I have several ideas about why he was crying and what is making him so confused, anxious and upset, but it’s very difficult to help when he isn’t sure what’s wrong. I didn’t want to assume too much and tell him that I knew what the matter was. I think however hard it is, he needs to find a way of identifying and owning his anxieties so I asked him whether he thought he was upset about an issue we’d had at bedtime with a new computer game not working as it should, which made him angry and which he wanted to sort before going to bed. He didn’t know if that was the problem. I asked if he might be sad about leaving his old school. Again, he didn’t know. I asked if he might have some worries about starting a new school. “I don’t know, I’m just confused”. We talked about missing his friends (his best friend had stayed the night before and we don’t know when they will see each other next because of family holidays and the boys are going to different schools in September).
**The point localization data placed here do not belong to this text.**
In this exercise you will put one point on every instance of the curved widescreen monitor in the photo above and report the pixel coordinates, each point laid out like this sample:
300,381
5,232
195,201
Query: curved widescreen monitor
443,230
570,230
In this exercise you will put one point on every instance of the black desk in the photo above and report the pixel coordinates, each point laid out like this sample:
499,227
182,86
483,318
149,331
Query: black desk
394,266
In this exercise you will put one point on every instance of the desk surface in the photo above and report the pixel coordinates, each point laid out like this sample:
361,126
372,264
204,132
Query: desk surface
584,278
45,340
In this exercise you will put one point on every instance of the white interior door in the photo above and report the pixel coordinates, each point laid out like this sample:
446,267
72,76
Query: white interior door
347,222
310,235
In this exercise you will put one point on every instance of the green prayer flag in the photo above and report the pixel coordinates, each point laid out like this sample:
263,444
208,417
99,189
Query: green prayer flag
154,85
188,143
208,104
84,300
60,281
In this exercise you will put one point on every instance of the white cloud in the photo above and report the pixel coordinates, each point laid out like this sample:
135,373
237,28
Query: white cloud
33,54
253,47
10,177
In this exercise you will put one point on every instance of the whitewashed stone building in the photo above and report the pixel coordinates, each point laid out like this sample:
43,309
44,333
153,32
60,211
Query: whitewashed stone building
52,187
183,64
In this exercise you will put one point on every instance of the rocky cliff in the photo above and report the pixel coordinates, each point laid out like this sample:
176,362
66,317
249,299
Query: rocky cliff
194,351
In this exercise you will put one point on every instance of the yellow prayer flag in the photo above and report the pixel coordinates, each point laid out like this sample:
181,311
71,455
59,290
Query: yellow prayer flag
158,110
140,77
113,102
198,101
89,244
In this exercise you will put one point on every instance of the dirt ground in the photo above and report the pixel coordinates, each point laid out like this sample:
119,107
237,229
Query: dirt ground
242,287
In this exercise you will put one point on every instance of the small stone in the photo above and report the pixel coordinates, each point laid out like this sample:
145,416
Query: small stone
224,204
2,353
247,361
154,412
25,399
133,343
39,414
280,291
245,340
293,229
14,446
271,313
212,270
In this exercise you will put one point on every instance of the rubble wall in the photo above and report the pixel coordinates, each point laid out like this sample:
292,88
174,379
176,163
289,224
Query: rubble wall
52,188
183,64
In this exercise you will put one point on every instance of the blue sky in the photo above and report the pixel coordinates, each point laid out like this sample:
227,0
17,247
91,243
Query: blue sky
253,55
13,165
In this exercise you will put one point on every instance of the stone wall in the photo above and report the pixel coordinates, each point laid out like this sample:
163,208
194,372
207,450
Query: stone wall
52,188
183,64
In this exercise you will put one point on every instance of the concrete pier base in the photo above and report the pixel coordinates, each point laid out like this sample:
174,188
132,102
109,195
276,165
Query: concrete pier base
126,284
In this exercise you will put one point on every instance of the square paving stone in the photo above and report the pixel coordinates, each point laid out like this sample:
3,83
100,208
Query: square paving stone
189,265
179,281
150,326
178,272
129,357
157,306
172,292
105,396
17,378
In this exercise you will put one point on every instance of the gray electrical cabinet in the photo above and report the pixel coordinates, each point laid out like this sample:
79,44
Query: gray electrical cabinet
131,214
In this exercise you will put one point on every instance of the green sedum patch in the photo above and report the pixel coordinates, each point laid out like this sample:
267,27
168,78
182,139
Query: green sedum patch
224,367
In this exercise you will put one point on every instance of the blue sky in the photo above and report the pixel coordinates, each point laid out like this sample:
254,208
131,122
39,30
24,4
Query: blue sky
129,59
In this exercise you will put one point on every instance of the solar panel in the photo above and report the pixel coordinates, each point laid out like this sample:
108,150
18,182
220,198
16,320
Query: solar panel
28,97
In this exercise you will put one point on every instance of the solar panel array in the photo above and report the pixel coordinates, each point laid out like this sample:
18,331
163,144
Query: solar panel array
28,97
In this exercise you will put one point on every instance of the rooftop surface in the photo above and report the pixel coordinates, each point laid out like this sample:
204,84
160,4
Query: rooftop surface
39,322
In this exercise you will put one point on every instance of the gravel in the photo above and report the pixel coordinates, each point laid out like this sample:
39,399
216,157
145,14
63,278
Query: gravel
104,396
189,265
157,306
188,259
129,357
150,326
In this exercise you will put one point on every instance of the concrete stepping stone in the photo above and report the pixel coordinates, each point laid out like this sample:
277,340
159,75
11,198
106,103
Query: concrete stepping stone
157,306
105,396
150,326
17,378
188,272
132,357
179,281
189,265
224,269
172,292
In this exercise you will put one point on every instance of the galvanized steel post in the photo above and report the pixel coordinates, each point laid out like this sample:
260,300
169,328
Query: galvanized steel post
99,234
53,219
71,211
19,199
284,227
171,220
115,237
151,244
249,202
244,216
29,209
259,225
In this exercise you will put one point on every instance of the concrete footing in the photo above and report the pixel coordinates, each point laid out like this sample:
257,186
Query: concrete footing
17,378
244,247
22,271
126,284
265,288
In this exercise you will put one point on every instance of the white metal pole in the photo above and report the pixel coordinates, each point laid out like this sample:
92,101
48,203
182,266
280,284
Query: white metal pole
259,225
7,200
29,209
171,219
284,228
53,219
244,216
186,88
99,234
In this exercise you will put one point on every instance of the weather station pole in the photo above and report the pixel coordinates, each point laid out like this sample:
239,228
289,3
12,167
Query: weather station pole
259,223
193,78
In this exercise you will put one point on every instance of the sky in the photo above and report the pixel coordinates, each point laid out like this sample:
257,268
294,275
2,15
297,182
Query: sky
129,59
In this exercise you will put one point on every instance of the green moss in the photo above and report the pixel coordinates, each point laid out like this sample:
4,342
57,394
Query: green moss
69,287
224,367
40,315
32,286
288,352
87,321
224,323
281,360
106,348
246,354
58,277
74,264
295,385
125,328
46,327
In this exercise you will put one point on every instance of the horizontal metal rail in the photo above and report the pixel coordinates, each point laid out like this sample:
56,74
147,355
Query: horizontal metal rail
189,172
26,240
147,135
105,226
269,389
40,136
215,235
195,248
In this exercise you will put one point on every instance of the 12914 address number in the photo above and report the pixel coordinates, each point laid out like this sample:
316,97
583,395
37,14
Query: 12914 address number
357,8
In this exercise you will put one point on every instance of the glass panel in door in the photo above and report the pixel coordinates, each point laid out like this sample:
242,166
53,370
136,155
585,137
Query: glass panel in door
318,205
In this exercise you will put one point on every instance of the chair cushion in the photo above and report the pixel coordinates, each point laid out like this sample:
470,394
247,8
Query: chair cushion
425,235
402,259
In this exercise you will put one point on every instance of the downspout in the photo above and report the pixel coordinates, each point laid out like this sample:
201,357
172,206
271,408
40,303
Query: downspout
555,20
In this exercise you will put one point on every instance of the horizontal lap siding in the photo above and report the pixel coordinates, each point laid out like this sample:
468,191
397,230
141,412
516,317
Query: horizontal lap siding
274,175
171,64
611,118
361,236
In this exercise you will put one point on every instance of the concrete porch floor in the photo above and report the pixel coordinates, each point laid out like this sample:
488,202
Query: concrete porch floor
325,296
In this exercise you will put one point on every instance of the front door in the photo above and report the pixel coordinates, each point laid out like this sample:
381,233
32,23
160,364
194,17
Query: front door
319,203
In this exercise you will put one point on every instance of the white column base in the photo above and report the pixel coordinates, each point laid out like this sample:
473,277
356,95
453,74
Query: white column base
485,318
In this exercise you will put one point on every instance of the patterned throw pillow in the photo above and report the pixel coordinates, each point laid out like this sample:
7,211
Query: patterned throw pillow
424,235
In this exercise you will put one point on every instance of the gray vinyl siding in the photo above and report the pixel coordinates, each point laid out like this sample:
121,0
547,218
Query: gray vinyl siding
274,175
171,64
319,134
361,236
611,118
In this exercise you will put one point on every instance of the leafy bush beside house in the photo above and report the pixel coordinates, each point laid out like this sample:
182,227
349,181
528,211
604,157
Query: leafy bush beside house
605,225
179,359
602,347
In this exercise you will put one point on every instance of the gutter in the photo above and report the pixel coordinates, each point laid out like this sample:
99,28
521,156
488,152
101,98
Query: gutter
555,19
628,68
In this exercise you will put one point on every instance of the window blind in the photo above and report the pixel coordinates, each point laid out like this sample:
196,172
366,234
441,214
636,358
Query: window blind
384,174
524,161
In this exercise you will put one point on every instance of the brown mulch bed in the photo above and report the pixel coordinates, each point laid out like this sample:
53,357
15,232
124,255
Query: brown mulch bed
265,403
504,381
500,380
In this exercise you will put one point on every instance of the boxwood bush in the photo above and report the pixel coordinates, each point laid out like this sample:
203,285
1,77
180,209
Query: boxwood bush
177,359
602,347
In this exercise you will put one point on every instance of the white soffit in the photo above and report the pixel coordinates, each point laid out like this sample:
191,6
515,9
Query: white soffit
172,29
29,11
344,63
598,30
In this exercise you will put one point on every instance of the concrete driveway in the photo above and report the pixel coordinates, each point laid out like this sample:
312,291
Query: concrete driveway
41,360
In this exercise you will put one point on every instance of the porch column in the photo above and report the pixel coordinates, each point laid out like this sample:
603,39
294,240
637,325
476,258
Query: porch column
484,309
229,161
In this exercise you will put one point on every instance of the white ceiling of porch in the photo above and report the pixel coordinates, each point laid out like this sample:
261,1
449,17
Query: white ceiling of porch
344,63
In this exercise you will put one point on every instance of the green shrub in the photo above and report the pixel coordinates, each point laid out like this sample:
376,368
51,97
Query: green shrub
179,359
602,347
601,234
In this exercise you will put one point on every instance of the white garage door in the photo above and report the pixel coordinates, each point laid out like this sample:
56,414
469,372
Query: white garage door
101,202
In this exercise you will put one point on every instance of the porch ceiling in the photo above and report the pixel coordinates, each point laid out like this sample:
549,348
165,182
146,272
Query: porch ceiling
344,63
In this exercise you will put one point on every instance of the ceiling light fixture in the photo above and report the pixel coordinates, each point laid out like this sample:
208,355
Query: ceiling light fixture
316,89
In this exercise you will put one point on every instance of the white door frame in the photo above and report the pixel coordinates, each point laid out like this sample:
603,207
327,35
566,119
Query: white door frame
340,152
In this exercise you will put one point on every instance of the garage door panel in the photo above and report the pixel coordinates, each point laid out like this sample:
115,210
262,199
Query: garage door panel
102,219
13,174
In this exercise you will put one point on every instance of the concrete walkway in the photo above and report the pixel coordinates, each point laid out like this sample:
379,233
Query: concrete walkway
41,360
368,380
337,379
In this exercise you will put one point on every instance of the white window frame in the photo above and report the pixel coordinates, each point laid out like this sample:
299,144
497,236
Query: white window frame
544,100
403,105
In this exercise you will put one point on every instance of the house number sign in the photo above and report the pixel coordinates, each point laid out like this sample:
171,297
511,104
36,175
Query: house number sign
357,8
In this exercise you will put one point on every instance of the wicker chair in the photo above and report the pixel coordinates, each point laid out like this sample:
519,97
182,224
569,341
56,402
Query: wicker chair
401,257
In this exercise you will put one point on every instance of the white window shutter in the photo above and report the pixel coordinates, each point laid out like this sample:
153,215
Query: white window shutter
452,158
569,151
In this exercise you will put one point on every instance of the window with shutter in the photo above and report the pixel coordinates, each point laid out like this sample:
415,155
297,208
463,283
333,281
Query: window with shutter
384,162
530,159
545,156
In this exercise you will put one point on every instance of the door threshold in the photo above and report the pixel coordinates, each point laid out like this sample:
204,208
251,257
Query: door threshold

He couldn’t tell me if this was worrying him.
I think it is a mixture of all these things, but it is very difficult to talk about and help to identify the issues and to attempt to address them when B can’t identify them. I think he is so anxious and tired and the lack of routine and uncertainty of our day-to-day holiday plans are not helping.
I usually try to have some kind of plan for the summer, but this year I have struggled to engage B in making that plan. I’ve asked what he’d like to do and “I don’t know” has been the most common response. He’s spent even more time than usual in his room playing minecraft on the computer. I have let him do this more than usual because I know his anxieties are high and I don’t want to add to them, but equally, I know that if I do get him out and away from the computer for a bit he usually enjoys it.
So, it’s time for a plan I think, even if I have to make it, based on things I know he likes to do or that I think he will enjoy. I suspect that making the choices and decisions are a bit too much at the moment. So today I will write a plan, I will build in computer time and we will see if it helps.
I just wish I could know exactly what is worrying him so that I can give some reassurance.